There’s something sort of gourmet about asparagus, isn’t there? That makes is a great way to jazz up your weeknight stir-fry. It’s also really easy to work with and has a yummy taste that combines well with many other veggies. Cut asparagus into 1-inch pieces so they’re bite size and ready to eat when your meal is cooked.
Celery is a great source of several nutrients, not to mention having a high water content and some fiber too. Slice it on the diagonal so the pieces aren’t too small and combine it with an array of other vegetables. Celery gives stir-fry a pleasing crunch and a surprising taste that will make your stir-fry exciting and new.
If the only time you ever eat cabbage is in stir-fry, today is the day to change that. Sliced cabbage cooks down really well in stir-fry, but it has an entirely different flavor when it’s cooked that will make mealtime fun again. Make sure your cabbage is sliced to a similar size when it comes to your other ingredients so it all cooks to doneness at the same time.
There’s nothing quite like the taste of a perfectly cooked mushroom, which is why you’ve got to toss some into your next pan of stir-fry. Sliced mushrooms work best, but if you can find tiny ones, go ahead and toss them in whole. I usually add mushrooms to stir-fry toward the end of cooking because they tend to get done a whole lot faster than most veggies.

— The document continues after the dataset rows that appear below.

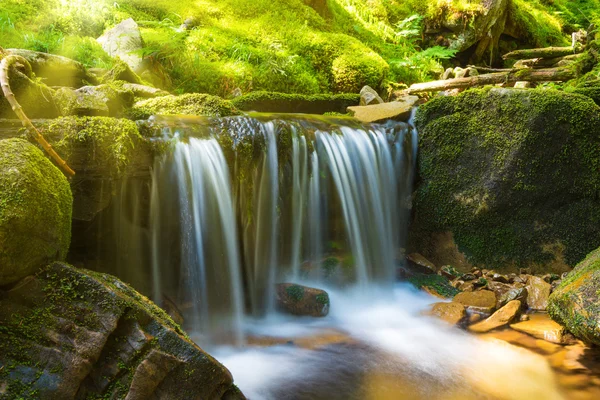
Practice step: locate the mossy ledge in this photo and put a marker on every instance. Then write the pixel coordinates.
(512, 175)
(296, 103)
(67, 333)
(575, 304)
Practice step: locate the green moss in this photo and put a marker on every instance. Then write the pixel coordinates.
(295, 292)
(187, 104)
(295, 103)
(574, 303)
(434, 282)
(110, 142)
(35, 210)
(512, 173)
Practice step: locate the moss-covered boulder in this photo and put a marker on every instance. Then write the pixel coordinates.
(302, 300)
(69, 333)
(187, 104)
(295, 103)
(37, 99)
(35, 211)
(102, 151)
(508, 178)
(575, 302)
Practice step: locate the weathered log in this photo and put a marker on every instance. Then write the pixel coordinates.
(5, 65)
(528, 75)
(547, 52)
(545, 62)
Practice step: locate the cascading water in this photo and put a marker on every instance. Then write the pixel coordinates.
(239, 204)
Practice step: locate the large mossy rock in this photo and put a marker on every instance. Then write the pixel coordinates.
(575, 303)
(508, 178)
(68, 333)
(35, 211)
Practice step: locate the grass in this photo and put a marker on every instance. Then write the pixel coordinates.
(272, 45)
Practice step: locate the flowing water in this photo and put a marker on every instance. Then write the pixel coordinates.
(237, 205)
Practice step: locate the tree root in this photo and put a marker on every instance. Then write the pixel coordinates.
(18, 61)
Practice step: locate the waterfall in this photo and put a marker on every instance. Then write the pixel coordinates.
(239, 204)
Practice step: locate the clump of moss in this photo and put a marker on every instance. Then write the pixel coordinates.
(35, 211)
(436, 283)
(110, 142)
(512, 174)
(574, 303)
(187, 104)
(295, 103)
(295, 292)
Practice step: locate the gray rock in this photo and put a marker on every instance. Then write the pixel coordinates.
(71, 333)
(124, 41)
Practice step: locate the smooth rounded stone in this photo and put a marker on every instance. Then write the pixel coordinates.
(482, 301)
(541, 326)
(466, 287)
(450, 272)
(452, 312)
(77, 334)
(500, 278)
(399, 110)
(474, 318)
(369, 96)
(500, 318)
(513, 294)
(124, 40)
(418, 263)
(56, 70)
(302, 300)
(35, 211)
(538, 292)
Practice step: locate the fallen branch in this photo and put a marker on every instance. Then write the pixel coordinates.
(547, 52)
(5, 65)
(528, 75)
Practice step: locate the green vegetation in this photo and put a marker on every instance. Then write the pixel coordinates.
(35, 211)
(287, 46)
(512, 174)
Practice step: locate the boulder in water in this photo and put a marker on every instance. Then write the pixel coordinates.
(369, 96)
(35, 211)
(542, 327)
(480, 301)
(500, 318)
(453, 312)
(538, 292)
(70, 333)
(575, 302)
(124, 40)
(399, 110)
(507, 177)
(302, 300)
(56, 70)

You see bok choy in a lot of ethnic cooking and you can definitely use it at home too. It has a pleasing cabbage-like taste that is really enhanced when you cook it. Slice the bok choy into bite size pieces and toss it in with carrots, mushrooms and shrimp for a stir-fry that is out of this world.
While you do have to be careful not to overcook bell peppers so they don’t get all mushy and soggy, when done right, they add just the right amount of crunch and color to a wok of stir-fry. I like green and red peppers, but you can certainly try the gold and orange varieties as well. Bell peppers pair wonderfully with celery, onions and chicken. Yum!
I love zucchini in my stir-fry! It tastes great when it softens just a bit and its mild taste is awesome with just about anything else. Try it with hot peppers, chicken and peanuts. You can also use yellow or summer squash, which has a similar flavor and texture.